N’attendez pas de Simon Stone, le metteur en scène de La Traviata à Garnier, qu’il montre le symbolisme fin XIXe siècle suintant de Bruges-la-Morte de Georges Rodenbach, même si Korngold y trouva l’inspiration de son chef-d’œuvre. Pas de vieille demeure enténébrée, pas de quai romantique, de célébration religieuse… C’est dans un pavillon blanc moderniste, façon De Stijl, que se passe un premier tableau réaliste où la vie a été emballée, recouverte, autour d’un sanctuaire de polaroids préservant la chevelure révérée de Marie, la morte, qui, sitôt après sa si perturbante réincarnation en Marietta sortie de son mausolée, viendra, en phase terminale de ce qui l’a emportée naguère, rappeler le poids d’un amour ancien. Par la grâce de la scène tournante, demeure et esprit de Paul explosent vers tous les possibles d’une analyse psychologique du délabrement mental, fait de tensions, de sensualité, de sexualité (l’affiche du Blow-Up d’Antonioni n’est pas là pour rien, pas plus que celle de Pierrot le Fou), de refus de la réalité, où le jeu des multiples de Paul, Marie, Marietta expose l’angoisse d’un cauchemar dont la conclusion violente sera cathartique. Rien qui soit là hors sujet, sinon ce refus d’ambiance morbide dont Stone préfère exposer la réalité façon divan freudien, plutôt que le décoratif, estimant que la musique suffit à installer là où il convient le post-romantisme exalté et pernicieux.

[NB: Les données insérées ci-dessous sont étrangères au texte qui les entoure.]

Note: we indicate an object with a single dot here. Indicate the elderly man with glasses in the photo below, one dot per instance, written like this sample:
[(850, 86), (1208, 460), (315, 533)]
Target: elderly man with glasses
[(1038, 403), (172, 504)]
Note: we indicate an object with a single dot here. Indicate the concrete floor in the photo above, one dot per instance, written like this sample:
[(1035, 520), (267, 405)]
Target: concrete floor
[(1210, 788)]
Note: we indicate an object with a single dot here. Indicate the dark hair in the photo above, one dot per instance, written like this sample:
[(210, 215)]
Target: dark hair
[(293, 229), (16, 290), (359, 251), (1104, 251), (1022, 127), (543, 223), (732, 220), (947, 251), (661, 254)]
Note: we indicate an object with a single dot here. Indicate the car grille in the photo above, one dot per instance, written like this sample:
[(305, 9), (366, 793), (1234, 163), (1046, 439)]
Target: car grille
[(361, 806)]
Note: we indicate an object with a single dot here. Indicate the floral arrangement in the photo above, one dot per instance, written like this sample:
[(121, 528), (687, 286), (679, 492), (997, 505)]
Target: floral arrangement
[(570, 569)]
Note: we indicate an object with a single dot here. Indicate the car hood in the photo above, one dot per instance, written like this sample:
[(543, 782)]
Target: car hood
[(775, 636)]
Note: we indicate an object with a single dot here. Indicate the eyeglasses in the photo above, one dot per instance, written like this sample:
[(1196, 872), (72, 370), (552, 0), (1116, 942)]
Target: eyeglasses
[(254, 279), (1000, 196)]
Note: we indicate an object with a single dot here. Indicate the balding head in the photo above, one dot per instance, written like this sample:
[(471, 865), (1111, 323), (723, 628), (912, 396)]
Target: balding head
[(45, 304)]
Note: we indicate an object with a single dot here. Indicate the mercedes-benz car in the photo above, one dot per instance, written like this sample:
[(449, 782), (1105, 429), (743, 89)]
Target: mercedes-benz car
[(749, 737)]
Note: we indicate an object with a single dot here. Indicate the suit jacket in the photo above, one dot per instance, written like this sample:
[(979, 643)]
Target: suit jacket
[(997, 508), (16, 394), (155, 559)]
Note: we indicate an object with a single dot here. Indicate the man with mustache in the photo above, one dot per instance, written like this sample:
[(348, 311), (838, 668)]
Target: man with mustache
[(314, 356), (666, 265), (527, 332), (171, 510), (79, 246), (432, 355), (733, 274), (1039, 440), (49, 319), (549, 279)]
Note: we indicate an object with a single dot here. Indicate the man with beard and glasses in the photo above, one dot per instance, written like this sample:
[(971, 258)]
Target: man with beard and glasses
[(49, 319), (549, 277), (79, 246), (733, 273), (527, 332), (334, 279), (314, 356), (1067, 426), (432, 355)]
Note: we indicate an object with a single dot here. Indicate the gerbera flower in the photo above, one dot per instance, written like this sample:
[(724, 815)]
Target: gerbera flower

Dans la fosse, Kirill Petrenko refuse l’emphase et le risque d’excès d’une orchestration surdimensionnée, mais irrésistiblement séduisante, dont il fait ressortir d’abord les transparences, les clartés, les finesses, le sens des couleurs exploité à foison, et la construction dramatique, architecturant comme jamais l’introduction à l’acte II, ou la lutte entre Marietta et Paul au troisième tableau ; tout en se faisant le plaisir d’exposer la somme des influences du compositeur de 20 ans, capable d’en faire un style personnel malgré tout. Où précédemment a-t-on entendu ainsi les cloches sonner comme dans Parsifal, les cordes caresser comme dans Le Chevalier, les chœurs renvoyer si ouvertement à Butterfly ? L’orchestre est bien entendu absolu, et subjugué par son chef.

L’atout Kaufmann

Les voix n’ont alors qu’à y installer leur beauté et leur sens du théâtre. On peut attendre pour Marietta/Marie un timbre plus corsé, plus dramatique, mais on reconnaît à Marlis Petersen, somptueuse Lulu, Salomé enflammée, malgré un grave sans grand rayonnement – qui réduit un peu le plaisir de « Glück, das mir verblieb » –, un aigu virtuose, une maîtrise de la ligne parfaite et une présence physique qui explose encore plus à l’écran, en véritable actrice moderne qu’elle est. Même engagement du corps, un peu plus lourd que naguère, avec sa cinquantaine bien portée, et jeu d’expression d’une mobilité stupéfiante chez Jonas Kaufmann. Et forme vocale supérieure, d’une franchise absolue, qui ne cherche pas à cacher quelques aigus un rien tendus, et pratique à l’envi demi-teintes, sons filés, tenus exceptionnels, forçant, comme Petrenko, à la nuance et à la subtilité l’éprouvante tessiture de Paul. Si le Frank d’Andrzej Filonczyk manque un peu de charisme, il est délicieux en Fritz (« Mein Sehnen »), bien qu’outrageusement maquillé en rocker décati. Et Jennifer Johnston, le délicieux Victorin de Manuel Günther, les chœurs, tous font référence. Une vraie réussite qui l’emporte sur les quatre versions filmées existantes. Notez que cette Ville morte est le premier opus vidéo en autoédition de la Staatsoper, qui, concernant Petrenko, dort sur un formidable trésor. Espérons une suite!